Il Presidente della Repubblica, Sergio Mattarella, ha partecipato alla cerimonia commemorativa per il 50° anniversario del disastro della diossina dell’Icmesa, tenutasi nella tensostruttura nel Bosco delle Querce a Seveso. L’evento ha visto la presenza di una folta partecipazione, con il Presidente accolto da un caloroso applauso e una standing ovation.
Prima del suo intervento, Mattarella ha avuto l’opportunità di incontrare i ragazzi delle associazioni sportive locali, invitandoli a prendersi cura del parco, considerato un’eredità fondamentale per le future generazioni. La sindaca di Seveso, Alessia Borrioni, ha descritto la giornata come «il giorno del nostro riscatto», esprimendo gratitudine per la presenza del Presidente, che ha riconosciuto il dolore e la dignità della comunità.
Nel suo discorso, Mattarella ha ricordato il trauma e le sofferenze causate dalla nube tossica, definendo l’evento uno dei più drammatici della storia italiana e mondiale. Ha sottolineato che il disastro ha segnato un punto di svolta nella cultura della sicurezza e della prevenzione, richiamando l’attenzione sulle numerose vittime, tra cui circa 200 bambini colpiti da malattie della pelle e le gravi conseguenze per le donne in gravidanza.

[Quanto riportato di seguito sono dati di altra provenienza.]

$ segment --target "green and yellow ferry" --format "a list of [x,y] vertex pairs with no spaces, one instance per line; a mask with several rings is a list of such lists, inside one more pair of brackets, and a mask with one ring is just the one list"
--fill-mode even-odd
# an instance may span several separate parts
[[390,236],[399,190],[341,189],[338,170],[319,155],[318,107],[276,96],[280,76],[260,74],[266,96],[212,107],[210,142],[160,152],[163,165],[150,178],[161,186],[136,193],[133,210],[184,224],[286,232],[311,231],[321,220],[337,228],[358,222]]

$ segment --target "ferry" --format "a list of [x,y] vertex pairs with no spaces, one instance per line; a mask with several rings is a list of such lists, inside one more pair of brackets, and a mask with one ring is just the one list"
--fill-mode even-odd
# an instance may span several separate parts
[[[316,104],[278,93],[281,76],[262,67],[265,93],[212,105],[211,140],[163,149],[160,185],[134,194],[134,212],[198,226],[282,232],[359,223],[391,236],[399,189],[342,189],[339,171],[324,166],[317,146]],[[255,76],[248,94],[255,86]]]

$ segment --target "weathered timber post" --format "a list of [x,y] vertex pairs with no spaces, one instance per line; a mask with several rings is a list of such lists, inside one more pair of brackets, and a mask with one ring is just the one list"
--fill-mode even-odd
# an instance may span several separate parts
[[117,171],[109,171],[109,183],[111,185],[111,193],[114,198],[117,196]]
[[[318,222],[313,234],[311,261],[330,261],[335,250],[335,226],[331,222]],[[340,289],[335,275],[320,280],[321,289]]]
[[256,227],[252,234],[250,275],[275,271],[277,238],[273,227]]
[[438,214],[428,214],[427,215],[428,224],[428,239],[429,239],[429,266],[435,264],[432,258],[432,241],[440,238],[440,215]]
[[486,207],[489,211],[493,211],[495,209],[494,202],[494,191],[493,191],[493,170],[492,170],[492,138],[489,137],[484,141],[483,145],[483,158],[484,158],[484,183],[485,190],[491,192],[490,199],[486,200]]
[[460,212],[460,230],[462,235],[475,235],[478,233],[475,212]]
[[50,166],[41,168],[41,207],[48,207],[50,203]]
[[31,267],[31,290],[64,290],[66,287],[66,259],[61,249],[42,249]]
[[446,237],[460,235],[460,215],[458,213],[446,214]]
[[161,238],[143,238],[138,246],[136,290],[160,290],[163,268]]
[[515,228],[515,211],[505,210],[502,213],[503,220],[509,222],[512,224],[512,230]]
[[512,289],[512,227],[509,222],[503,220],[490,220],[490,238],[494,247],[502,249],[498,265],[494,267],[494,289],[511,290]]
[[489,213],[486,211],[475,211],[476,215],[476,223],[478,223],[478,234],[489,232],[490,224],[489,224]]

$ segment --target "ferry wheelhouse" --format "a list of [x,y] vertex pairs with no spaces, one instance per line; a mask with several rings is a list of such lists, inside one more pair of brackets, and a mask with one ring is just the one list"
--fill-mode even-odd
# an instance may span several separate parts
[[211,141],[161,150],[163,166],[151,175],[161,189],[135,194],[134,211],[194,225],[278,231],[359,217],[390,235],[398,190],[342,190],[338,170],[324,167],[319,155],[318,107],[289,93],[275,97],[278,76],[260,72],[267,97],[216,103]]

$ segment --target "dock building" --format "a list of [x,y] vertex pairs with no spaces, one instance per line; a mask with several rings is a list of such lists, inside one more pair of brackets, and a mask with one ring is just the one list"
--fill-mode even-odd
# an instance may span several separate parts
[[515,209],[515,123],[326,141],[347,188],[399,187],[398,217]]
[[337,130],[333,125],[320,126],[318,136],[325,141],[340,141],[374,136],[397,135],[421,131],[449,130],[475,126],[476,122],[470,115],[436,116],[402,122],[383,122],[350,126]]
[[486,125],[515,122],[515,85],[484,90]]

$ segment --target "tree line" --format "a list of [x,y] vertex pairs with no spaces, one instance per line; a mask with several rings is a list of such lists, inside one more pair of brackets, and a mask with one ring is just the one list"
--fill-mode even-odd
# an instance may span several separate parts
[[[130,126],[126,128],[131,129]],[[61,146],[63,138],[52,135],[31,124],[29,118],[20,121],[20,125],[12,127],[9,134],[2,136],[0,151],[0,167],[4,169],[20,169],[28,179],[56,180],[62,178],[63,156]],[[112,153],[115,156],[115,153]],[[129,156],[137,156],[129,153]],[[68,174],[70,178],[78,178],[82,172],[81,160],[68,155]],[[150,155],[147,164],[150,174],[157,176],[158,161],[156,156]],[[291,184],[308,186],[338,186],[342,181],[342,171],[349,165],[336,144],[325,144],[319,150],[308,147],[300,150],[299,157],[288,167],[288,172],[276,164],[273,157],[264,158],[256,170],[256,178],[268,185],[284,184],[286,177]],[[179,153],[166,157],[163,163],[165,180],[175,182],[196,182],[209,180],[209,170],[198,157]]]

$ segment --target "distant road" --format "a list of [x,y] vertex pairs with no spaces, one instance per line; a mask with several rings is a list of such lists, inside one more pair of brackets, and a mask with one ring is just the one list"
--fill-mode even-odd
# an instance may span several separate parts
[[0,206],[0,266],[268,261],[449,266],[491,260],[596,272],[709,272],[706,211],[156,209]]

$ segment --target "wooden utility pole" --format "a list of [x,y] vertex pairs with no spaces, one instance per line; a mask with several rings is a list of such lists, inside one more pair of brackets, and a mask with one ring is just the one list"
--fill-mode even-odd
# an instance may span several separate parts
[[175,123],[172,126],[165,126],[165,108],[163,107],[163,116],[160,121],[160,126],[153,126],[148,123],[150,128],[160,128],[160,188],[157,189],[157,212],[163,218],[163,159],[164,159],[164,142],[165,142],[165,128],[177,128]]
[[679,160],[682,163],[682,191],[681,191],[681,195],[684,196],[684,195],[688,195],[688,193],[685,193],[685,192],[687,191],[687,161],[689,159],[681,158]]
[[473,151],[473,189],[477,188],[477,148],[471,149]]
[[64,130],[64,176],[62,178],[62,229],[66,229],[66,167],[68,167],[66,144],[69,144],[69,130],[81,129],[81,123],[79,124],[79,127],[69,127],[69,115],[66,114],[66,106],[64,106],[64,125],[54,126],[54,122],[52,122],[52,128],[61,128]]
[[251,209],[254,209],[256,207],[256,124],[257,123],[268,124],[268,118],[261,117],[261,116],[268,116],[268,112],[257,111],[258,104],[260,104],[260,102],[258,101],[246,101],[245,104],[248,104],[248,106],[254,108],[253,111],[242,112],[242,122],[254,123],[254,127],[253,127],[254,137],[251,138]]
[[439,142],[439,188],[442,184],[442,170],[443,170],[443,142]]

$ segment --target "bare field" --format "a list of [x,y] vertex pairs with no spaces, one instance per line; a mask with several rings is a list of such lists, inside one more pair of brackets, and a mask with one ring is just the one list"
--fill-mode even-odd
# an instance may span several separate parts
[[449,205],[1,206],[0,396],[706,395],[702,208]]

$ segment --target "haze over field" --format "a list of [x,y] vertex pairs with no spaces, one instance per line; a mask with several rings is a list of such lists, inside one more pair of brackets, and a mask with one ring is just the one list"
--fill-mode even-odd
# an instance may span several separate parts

Il Presidente ha inoltre riconosciuto il lavoro dei soccorritori e il ruolo cruciale di figure come Carlo Galante, che intervenne per limitare i danni. Ha condannato l’intollerabile irresponsabilità dei vertici aziendali, denunciando il ritardo nella comunicazione delle informazioni e l’occultamento della presenza di diossina, insieme alla scoperta sconcertante che nello stabilimento veniva prodotto triclorofenolo, una sostanza altamente pericolosa.
La cerimonia ha messo in luce anche gli sforzi di bonifica e la ricostruzione del Bosco delle Querce, simbolo della rinascita dell’ecosistema e del recupero della vita comunitaria. Mattarella ha ricordato le normative introdotte dopo il disastro, come la valutazione di impatto ambientale e le autorizzazioni ambientali, e le tre direttive di Seveso che sono diventate leggi europee. Ha affermato che il progresso tecnologico deve servire l’uomo e le comunità, respingendo l’idea di scambio tra costi umani e vantaggi economici.
In conclusione, il Presidente ha reso omaggio agli sforzi delle istituzioni e della comunità per la ricostruzione, ringraziando anche l’allora presidente Bassetti e il sindaco Rocca, sottolineando che la vita e il futuro sono tornati nelle mani della comunità.